Case in point? Barwin spent his last night with good hair at the wild party (though maybe not by football player standards) at Hotel ZaZa that saw reality TV stars Kalon McMahon and Erica Rose getting dunked by Houston's beautiful people. And yes for the record, Barwin did dunk the Bachelor Pad boy with a sure throw.
The Real Story
Everyone looks good on the first day of training camp. Except Connor Barwin gone Kubiak.
Several Texans acknowledge this amid all the serious Super Bowl talk (do you prefer center Chris Myers' "Super Bowl or bust," Smith's "no lower than the Super Bowl" or quarterback Matt Schaub's "anything less will not be getting the job done" declaration? — it's a virtual buffet of big game banter). There is recognition among the Texans' players that almost every team in the NFL loves their team going into training camp.
How Schaub's rebuilt right foot holds up is the key to getting to New Orleans. While insisting he's fine, Schaub admits he'll be wearing a "little orthotic" on his foot.
Tight end Owen Daniels talks about these Texans being more "mature" than the groups that heard they were ready to break into the playoff picture year after year only to fail (until last season).
This team is not set up to fail though. Not with Watt adding eight pounds of lean muscle, having come to the realization late last season that he could play the power game he loved to play at Wisconsin in the NFL after all. Not with Schaub and Andre Johnson — the two injury-recovered linchpins of the Super vision — sharing their determination while commuting together to workouts at the University of Houston.

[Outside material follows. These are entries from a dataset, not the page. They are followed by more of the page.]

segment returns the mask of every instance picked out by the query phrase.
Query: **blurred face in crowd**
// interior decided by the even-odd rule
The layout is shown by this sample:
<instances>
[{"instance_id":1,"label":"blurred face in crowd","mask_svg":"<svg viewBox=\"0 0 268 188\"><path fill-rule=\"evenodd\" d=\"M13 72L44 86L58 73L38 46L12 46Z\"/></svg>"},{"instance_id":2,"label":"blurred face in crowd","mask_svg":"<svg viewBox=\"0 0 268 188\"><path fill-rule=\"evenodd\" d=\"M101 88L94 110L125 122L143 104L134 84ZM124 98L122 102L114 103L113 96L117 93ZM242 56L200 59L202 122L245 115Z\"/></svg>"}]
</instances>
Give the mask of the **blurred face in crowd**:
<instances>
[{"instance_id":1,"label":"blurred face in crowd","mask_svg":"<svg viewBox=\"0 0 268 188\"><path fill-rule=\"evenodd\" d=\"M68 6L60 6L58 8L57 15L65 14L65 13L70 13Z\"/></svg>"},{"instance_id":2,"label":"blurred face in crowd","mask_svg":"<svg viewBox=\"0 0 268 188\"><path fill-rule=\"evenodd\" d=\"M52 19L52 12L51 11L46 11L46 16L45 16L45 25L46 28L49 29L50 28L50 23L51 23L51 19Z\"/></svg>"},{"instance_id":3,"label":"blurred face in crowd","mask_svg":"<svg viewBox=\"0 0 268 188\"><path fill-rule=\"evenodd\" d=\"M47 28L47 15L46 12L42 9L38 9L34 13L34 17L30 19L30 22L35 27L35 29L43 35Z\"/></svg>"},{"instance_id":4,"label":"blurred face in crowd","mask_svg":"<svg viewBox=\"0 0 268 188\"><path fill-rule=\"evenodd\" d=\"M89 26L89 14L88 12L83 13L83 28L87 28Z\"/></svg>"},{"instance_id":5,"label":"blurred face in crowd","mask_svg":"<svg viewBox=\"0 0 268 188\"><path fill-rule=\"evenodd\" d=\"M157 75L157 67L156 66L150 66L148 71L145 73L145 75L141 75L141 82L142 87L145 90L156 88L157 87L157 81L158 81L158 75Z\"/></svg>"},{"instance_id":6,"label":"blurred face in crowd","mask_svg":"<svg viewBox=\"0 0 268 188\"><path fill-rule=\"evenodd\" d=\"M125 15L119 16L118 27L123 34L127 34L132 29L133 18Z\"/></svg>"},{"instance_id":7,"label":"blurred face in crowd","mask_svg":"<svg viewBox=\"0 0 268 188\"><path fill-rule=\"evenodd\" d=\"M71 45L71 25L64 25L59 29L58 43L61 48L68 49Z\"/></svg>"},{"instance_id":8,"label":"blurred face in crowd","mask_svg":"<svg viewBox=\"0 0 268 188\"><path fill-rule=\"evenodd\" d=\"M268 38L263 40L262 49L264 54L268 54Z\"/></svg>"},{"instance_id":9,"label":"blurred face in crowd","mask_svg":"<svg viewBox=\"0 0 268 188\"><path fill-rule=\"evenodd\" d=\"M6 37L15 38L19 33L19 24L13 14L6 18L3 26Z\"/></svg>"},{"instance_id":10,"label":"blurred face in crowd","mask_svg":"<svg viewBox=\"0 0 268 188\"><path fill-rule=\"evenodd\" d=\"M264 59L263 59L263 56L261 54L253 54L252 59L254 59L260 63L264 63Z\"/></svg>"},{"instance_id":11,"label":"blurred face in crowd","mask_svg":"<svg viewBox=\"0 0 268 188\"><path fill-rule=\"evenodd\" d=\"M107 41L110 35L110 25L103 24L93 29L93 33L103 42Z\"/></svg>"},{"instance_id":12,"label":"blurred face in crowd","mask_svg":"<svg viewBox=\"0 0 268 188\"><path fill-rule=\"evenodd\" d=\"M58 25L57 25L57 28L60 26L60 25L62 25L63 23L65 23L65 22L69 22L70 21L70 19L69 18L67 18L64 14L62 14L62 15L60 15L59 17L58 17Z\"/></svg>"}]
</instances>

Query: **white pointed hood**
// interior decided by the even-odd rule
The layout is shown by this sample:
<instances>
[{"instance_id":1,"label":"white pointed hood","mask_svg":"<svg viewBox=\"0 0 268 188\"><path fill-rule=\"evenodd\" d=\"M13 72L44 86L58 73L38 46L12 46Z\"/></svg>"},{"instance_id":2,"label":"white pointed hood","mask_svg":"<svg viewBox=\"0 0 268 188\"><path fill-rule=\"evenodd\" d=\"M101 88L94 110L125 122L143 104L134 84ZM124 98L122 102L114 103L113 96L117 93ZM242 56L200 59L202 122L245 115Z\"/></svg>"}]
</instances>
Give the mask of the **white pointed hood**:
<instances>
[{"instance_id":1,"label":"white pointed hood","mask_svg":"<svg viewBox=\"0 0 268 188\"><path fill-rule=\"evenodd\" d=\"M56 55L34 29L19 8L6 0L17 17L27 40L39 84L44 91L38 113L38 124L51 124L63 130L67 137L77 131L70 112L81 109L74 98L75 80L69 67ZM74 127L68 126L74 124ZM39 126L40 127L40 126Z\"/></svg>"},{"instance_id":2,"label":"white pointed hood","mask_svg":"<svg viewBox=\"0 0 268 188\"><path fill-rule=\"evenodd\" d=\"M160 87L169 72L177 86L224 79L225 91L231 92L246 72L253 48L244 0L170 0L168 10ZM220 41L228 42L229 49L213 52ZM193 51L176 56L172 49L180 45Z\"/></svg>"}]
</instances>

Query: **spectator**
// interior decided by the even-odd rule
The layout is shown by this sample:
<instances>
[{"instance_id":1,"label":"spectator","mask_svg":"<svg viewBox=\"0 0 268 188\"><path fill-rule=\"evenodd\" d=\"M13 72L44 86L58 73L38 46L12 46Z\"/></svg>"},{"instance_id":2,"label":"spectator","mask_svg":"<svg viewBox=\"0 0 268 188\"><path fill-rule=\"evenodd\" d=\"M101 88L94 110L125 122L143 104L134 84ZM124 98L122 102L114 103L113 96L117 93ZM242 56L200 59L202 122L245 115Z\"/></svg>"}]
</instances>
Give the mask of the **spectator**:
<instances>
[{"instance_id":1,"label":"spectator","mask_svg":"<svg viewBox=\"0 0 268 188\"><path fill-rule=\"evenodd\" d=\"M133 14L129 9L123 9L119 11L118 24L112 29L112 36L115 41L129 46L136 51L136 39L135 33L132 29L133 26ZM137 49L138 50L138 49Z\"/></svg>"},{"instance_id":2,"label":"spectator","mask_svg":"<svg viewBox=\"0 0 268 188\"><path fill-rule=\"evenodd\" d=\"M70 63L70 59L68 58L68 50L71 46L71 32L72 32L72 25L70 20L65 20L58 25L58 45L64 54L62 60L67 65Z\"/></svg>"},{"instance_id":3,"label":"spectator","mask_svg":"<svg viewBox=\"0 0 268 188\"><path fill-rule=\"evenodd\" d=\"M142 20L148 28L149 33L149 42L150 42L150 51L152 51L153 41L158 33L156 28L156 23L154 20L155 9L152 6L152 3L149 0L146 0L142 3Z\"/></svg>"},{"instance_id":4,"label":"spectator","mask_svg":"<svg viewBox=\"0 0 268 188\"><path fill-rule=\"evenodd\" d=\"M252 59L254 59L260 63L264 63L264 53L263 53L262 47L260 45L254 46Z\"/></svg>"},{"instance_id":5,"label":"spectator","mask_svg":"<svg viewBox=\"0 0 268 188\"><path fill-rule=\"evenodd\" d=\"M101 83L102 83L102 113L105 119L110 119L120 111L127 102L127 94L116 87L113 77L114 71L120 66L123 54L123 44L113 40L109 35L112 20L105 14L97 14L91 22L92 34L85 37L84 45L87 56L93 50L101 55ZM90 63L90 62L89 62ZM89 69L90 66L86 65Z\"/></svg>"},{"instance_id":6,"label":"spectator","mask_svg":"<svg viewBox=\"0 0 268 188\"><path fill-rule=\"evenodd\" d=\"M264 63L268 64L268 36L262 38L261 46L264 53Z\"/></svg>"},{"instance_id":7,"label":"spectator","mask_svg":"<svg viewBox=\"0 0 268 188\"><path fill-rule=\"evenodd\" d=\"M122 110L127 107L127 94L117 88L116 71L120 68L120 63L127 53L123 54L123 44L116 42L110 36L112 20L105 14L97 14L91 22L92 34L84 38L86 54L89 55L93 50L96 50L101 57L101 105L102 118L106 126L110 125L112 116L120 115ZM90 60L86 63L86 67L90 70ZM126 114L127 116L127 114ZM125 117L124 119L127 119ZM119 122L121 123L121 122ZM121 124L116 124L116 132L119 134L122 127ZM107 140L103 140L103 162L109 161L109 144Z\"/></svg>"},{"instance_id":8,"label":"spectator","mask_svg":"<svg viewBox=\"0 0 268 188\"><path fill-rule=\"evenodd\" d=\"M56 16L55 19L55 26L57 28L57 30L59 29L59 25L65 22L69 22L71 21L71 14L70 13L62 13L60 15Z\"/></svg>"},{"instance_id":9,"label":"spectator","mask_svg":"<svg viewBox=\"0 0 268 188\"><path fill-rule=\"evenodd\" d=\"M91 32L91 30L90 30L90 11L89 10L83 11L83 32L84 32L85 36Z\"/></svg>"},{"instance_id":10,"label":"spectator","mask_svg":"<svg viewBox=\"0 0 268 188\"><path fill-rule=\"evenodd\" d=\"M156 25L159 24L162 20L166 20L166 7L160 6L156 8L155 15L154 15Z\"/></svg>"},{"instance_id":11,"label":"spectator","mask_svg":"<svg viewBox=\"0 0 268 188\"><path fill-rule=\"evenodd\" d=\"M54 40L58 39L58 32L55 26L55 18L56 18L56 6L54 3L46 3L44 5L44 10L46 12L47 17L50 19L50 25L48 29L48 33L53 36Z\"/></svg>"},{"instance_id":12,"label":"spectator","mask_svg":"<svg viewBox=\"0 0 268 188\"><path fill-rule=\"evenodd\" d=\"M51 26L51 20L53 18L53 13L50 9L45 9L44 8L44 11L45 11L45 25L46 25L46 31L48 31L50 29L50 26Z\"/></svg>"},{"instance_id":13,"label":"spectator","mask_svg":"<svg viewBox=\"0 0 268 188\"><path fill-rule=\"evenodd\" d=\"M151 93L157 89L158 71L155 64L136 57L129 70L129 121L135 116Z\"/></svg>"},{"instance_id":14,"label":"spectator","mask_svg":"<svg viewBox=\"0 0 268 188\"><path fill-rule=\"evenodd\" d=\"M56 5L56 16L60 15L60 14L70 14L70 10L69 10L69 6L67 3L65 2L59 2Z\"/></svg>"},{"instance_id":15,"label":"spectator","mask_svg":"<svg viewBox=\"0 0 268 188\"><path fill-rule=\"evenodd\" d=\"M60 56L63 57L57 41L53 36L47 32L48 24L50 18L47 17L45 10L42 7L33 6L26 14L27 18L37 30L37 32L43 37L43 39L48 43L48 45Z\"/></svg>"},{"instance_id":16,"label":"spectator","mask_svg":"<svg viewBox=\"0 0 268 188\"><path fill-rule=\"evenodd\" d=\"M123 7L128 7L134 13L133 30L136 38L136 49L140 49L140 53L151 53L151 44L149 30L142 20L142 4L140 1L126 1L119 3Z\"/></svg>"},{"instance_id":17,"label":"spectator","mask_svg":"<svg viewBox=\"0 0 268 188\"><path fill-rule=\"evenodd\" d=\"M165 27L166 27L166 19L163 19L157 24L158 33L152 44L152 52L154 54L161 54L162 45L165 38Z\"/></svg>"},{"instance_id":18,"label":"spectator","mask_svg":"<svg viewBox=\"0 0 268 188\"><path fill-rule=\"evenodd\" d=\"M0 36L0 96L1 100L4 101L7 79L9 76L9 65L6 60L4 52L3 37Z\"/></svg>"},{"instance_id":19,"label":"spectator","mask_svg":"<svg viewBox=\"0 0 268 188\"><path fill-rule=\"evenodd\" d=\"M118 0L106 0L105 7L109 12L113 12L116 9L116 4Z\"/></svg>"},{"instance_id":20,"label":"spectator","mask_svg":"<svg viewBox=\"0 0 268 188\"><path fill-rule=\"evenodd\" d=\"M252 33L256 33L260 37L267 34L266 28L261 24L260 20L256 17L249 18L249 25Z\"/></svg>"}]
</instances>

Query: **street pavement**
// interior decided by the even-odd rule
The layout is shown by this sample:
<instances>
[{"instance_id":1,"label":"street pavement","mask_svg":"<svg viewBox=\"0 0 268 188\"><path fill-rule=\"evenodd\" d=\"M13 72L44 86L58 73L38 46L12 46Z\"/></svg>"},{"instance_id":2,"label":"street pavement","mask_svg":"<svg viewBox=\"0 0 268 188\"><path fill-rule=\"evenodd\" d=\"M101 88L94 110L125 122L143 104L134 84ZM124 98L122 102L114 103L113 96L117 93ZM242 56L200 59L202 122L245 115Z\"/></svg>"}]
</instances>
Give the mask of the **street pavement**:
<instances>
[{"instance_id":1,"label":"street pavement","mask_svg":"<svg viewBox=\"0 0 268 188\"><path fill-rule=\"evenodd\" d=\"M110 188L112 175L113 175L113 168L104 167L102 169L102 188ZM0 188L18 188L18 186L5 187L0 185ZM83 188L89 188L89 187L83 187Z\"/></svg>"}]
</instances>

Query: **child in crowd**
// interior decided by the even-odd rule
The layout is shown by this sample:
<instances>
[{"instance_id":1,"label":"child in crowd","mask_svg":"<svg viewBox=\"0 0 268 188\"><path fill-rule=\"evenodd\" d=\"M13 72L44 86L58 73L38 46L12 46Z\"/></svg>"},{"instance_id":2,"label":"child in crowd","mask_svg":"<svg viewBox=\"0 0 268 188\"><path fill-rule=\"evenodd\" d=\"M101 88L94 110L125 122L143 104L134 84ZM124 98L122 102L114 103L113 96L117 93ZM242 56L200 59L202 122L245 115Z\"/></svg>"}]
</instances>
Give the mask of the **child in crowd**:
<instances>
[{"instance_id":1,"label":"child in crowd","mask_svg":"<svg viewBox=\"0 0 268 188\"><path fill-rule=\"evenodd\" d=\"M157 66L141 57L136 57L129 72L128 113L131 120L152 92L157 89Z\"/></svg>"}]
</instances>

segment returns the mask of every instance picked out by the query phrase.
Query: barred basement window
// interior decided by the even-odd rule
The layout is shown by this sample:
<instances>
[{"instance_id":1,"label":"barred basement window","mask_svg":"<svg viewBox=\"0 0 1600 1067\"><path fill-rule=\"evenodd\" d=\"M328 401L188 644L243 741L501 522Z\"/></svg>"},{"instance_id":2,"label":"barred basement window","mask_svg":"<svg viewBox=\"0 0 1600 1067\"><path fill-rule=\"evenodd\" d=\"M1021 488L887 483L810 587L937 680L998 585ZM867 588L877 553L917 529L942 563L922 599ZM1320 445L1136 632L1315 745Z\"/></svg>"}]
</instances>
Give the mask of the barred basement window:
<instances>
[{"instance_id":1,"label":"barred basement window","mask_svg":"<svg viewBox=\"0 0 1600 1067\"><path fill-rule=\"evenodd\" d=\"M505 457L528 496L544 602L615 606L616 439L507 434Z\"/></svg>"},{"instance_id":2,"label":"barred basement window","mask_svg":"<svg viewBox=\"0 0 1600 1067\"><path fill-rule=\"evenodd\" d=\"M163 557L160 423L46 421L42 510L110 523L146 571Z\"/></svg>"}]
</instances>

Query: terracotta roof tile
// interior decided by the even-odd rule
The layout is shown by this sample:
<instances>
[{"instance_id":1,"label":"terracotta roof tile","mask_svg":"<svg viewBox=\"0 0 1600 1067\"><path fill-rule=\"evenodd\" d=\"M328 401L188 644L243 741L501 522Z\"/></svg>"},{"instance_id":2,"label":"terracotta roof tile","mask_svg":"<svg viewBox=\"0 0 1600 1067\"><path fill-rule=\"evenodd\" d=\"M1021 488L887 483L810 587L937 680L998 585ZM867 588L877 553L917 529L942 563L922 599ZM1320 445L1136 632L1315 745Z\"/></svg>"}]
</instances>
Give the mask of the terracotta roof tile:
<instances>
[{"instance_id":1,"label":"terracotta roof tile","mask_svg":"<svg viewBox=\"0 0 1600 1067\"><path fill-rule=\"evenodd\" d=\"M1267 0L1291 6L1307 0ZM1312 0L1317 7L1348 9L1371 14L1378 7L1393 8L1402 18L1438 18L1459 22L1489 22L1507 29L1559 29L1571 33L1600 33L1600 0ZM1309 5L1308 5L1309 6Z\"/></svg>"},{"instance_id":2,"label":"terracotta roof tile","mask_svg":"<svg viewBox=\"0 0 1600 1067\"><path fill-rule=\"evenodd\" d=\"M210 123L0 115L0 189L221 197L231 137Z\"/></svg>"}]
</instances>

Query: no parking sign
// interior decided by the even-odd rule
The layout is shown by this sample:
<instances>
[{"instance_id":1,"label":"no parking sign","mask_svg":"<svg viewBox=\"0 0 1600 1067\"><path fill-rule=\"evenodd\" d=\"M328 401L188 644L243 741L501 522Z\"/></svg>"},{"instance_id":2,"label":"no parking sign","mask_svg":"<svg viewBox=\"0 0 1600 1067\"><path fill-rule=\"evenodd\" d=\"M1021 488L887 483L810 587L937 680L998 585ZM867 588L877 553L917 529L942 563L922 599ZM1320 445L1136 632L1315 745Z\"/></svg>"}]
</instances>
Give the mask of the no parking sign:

Those car conversations with No. 80 reveal more about his state of mind though. Schaub told Johnson he hasn't been this excited for a training camp since this rookie year. Johnson told his quarterback he feels the same way. Just two proud warriors sharing dreams that have little to do with the millions both men have already made.
"He was my chauffeur," Johnson cracks of Schaub.
"I think it was a great time for me and him to bond," the veteran wide receiver continues, turning serious now.
No one will ever mistake Johnson for some overamped, berserk football player. Andre Johnson more excited about training camp than he's been in 10 years looks and sounds a lot like Andre Johnson on any other day of any other year.
You don't faze No. 80.
It's clear the 31-year-old Johnson is driven to reclaim his place as one of the best wideouts in football though. Any idea that Johnson's been passed by — that he's not capable of getting right back to his 1,500-yard self — clearly rankles the University of Miami product.
"I’ve been hearing things about people saying I’m getting old and stuff," Johnson says. "I know that I can still play at a high level. I know that I can still put up big numbers."
The determination comes through in Johnson — and it's trait running up and down Rick Smith's roster. It may not be as easy to see — or as surprising — as Connor Barwin going Kubiak, but it just might be the most important thing of all going into training camp.
Everyone loves their team this time of year in NFL. But few are as driven as these Texans.